La MB survient relativement tôt dans la vie et touche également les hommes et les femmes. L’âge moyen au diagnostic d’une MB est environ de 30 ans et la très grande majorité des diagnostics sont posés entre 15 et 45 ans.

Physiopathologie

Bien que la cause de la MB demeure inconnue, de nouvelles données suggèrent que la réaction inflammatoire au cours de la MB résulte d’une perturbation de la réponse immunitaire chez des individus génétiquement prédisposés. Il en découle une activation des lymphocytes T au niveau du sang périphérique et des sites inflammatoires. Le HLA-B*51 en demeure le principal facteur de susceptibilité génétique. Cet allèle est retrouvé chez environ 30 à 60 % des patients alors qu’il n’est présent que chez 10% des personnes en population générale.

Manifestations cliniques

Aphtose

La MB est une maladie chronique qui évolue par poussées et qui se caractérise par la survenue d’aphtes buccaux et génitaux. Les aphtes buccaux sont presque constants. Les aphtes buccaux de la MB ne sont pas différents des aphtes vulgaires. Par contre, ils sont volontiers multiples, récidivants et sévères. Les aphtes génitaux sont similaires aux aphtes buccaux, le plus souvent localisés sur les grandes lèvres chez la femme et sur le scrotum chez l’homme. Ils surviennent chez 1/3 à 2/3 des patients. L’association d’aphtes buccaux et génitaux constitue l’aphtose bipolaire.

Manifestations viscérales

L’atteinte de l’œil est présente dans 60% des cas, elle se manifeste par une uvéite (œil rouge, douloureux) parfois associée à une vascularite rétinienne. L’atteinte ophtalmologique, si elle n’est pas prise en charge, peut évoluer vers la cécité. L’atteinte cutanée est fréquente, elle peut se présenter sous la forme d’une pseudo-folliculite, un érythème noueux ou un phénomène de pathergie (survenue d’une réaction papuleuse voire pustuleuse après une effraction cutanée). L’atteinte articulaire également fréquente se manifeste par des arthrites touchant plutôt les grosses articulations périphériques comme les genoux. Plus rarement, une atteinte axiale est constatée, mimant parfois une spondylarthropathie. L’atteinte neurologique

survient dans environ 15% des cas. Elle peut prendre la forme d’une méningite, d’une myélite transverse, d’une encéphalite et plus rarement d’une neuropathie périphérique.

La paroi des vaisseaux peut être le siège de phénomènes inflammatoires au cours de la MB. Les veines peuvent alors se thromboser (thrombophlébites ou embolie pulmonaire) ; au niveau artériel, on observe des anévrysmes (avec un risque de rupture) et plus rarement, des thromboses.

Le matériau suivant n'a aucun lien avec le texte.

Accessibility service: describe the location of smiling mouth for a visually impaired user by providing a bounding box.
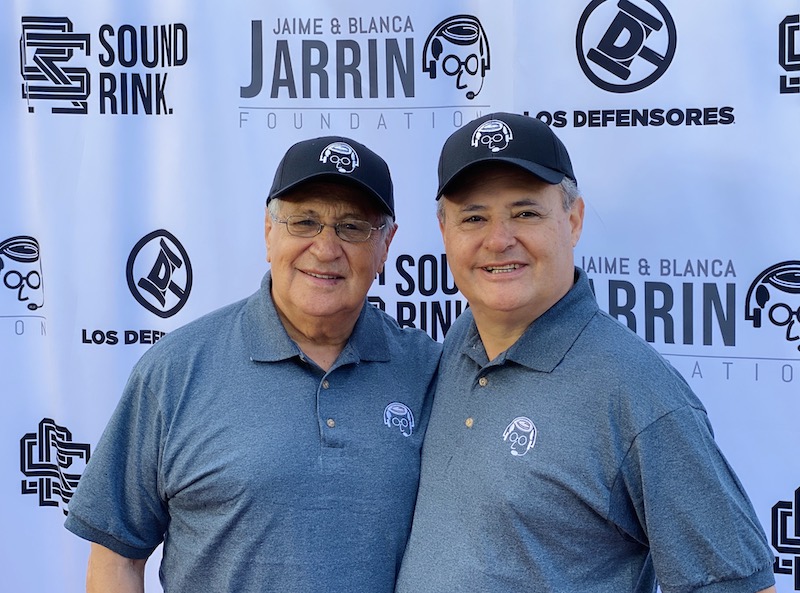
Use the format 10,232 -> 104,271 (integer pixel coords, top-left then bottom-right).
304,272 -> 341,280
483,264 -> 522,274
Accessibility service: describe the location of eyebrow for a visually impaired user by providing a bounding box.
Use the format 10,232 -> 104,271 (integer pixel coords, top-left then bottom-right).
461,198 -> 541,212
284,207 -> 367,220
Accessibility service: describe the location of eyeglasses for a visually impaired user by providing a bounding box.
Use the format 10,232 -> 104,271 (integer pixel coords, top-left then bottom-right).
272,214 -> 386,243
769,303 -> 800,326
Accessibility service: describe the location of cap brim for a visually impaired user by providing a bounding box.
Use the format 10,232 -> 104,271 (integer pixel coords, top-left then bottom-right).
436,156 -> 566,200
267,171 -> 394,218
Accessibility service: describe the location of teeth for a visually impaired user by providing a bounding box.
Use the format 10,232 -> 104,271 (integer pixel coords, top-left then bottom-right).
483,264 -> 521,274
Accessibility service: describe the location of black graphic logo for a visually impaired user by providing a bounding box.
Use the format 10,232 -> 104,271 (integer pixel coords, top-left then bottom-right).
778,14 -> 800,93
422,14 -> 491,99
19,418 -> 90,515
575,0 -> 677,93
0,235 -> 44,311
745,260 -> 800,350
19,16 -> 91,115
126,229 -> 192,319
772,488 -> 800,591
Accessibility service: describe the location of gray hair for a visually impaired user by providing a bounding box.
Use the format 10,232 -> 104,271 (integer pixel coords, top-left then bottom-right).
267,198 -> 394,240
436,177 -> 581,221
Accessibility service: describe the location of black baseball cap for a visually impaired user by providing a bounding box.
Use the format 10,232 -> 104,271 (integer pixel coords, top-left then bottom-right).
267,136 -> 395,219
436,112 -> 577,200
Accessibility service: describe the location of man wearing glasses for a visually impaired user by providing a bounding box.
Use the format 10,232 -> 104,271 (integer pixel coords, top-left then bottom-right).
66,137 -> 439,593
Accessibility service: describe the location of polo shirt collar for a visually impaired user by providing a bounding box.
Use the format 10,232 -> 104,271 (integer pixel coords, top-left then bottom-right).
243,271 -> 390,365
464,267 -> 599,373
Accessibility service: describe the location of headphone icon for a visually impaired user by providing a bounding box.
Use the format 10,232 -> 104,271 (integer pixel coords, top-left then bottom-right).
745,260 -> 800,327
422,14 -> 491,100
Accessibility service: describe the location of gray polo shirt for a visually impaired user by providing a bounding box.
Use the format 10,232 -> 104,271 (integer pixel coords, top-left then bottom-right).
397,270 -> 774,593
66,274 -> 440,593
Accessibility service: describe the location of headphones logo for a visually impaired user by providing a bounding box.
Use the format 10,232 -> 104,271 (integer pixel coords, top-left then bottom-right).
19,16 -> 91,115
503,416 -> 537,457
745,260 -> 800,350
319,142 -> 358,173
575,0 -> 677,93
125,229 -> 192,319
422,14 -> 491,100
383,402 -> 414,437
470,119 -> 514,152
0,235 -> 44,311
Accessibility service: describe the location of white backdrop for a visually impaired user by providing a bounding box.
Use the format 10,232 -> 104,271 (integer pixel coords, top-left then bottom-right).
0,0 -> 800,593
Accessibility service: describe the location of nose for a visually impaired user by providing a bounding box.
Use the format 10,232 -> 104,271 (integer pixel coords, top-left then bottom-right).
309,224 -> 342,261
484,220 -> 516,253
456,65 -> 467,89
786,319 -> 800,342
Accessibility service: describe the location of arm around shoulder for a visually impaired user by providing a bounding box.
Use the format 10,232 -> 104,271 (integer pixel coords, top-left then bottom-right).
86,543 -> 147,593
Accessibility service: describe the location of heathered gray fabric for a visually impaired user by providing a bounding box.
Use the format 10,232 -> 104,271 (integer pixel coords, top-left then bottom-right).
66,274 -> 440,593
397,270 -> 774,593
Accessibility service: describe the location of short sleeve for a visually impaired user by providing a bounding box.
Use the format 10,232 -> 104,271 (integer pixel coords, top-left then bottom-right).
65,370 -> 169,558
610,405 -> 774,593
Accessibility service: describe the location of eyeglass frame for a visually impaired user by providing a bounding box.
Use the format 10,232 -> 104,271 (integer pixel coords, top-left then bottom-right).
270,214 -> 386,243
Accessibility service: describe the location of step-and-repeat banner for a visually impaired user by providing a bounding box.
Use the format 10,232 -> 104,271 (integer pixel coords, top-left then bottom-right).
0,0 -> 800,593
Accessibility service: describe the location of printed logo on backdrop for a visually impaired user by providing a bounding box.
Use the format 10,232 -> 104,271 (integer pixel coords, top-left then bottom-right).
523,0 -> 735,128
239,14 -> 491,133
20,16 -> 91,114
20,16 -> 189,115
576,254 -> 800,389
0,235 -> 46,336
772,488 -> 800,591
745,260 -> 800,350
778,14 -> 800,94
422,14 -> 491,100
81,229 -> 186,346
576,0 -> 677,93
19,418 -> 90,515
125,229 -> 192,319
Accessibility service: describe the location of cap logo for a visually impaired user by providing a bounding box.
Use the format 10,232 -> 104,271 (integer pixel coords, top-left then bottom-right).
319,142 -> 358,173
472,119 -> 514,152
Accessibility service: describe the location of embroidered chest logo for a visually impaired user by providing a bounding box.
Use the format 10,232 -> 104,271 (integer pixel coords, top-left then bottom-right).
383,402 -> 414,437
503,416 -> 536,456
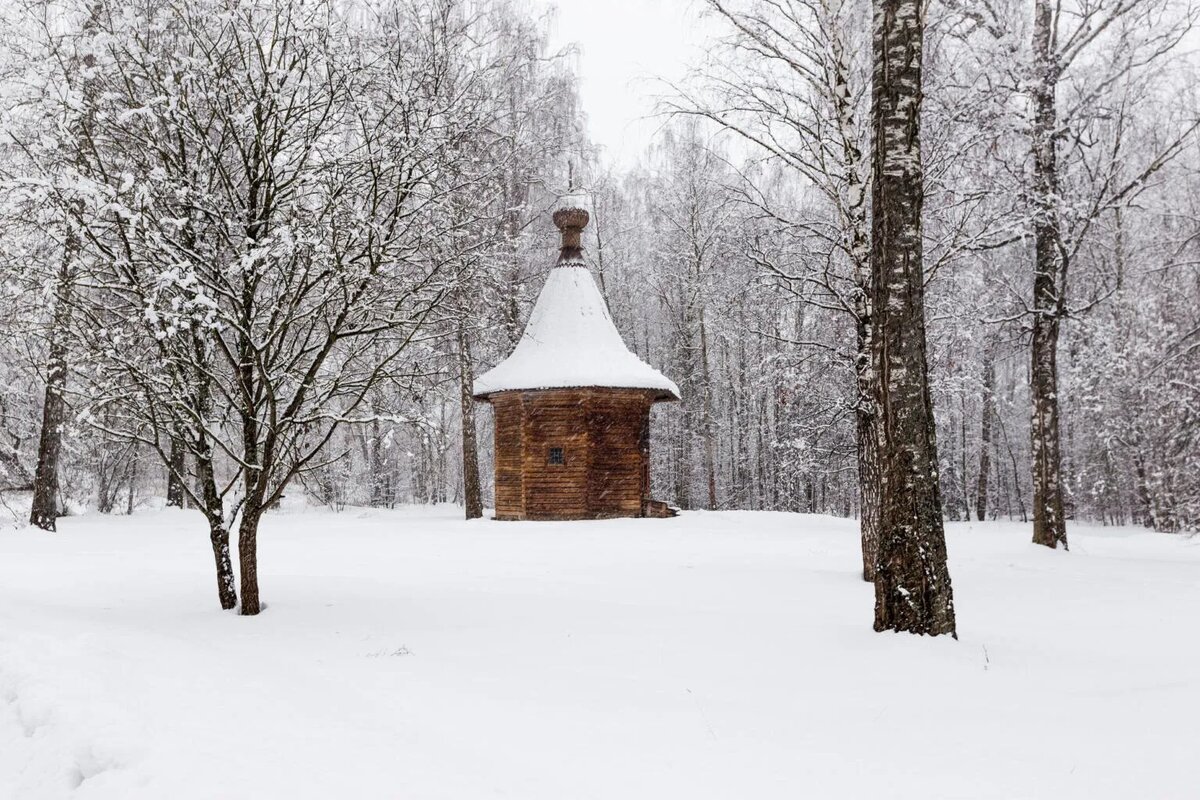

Diagnostiquer une maladie de Behçet

Il n’existe pas de test de certitude pour porter le diagnostic de MB. Celui-ci repose sur une association de symptômes et des critères diagnostiques ont été proposés par l’International Study Group for Behcet’s Disease. La recherche de l’haplotype HLA-B51 n’apporte pas d’élément diagnostique fort mais peut s’avérer utile dans des situations d’incertitude diagnostique.

Prise en charge thérapeutique de la maladie de Behçet

Comme précisé dans le protocole national de soin souligne (PNDS), les objectifs du traitement sont :

  • d’assurer le confort du patient et maintien socio-professionnel
  • de permettre un sauvetage fonctionnel ou vital
  • de prévenir les poussées, les complications graves et les séquelles
  • de limitation des effets secondaires des traitements

La nature tu traitement est largement dépendante du type d’atteinte. En ce qui concerne les manifestations cutanéo-muqueuses et articulaires la colchicine est le traitement de première intention en l’absence de contre-indication.

Les uvéites antérieures nécessitent des traitements corticoïdes topiques quand elles sont isolées. Le traitement des uvéites postérieures et de la vascularite rétinienne nécessite une corticothérapie initiale relayée par une corticothérapie orale associée à un traitement immunosuppresseur et/ou une biothérapie par anticorps anti-TNFα. Le traitement des autres atteintes n’est pas codifié. Il fait appel à la corticothérapie générale, aux traitements immunosuppresseurs et aux anti-TNFα.

Des protocoles de recherche sont en cours afin d’évaluer d’autres molécules dans la prise en charge thérapeutique de la MB (Ustekinumab par exemple).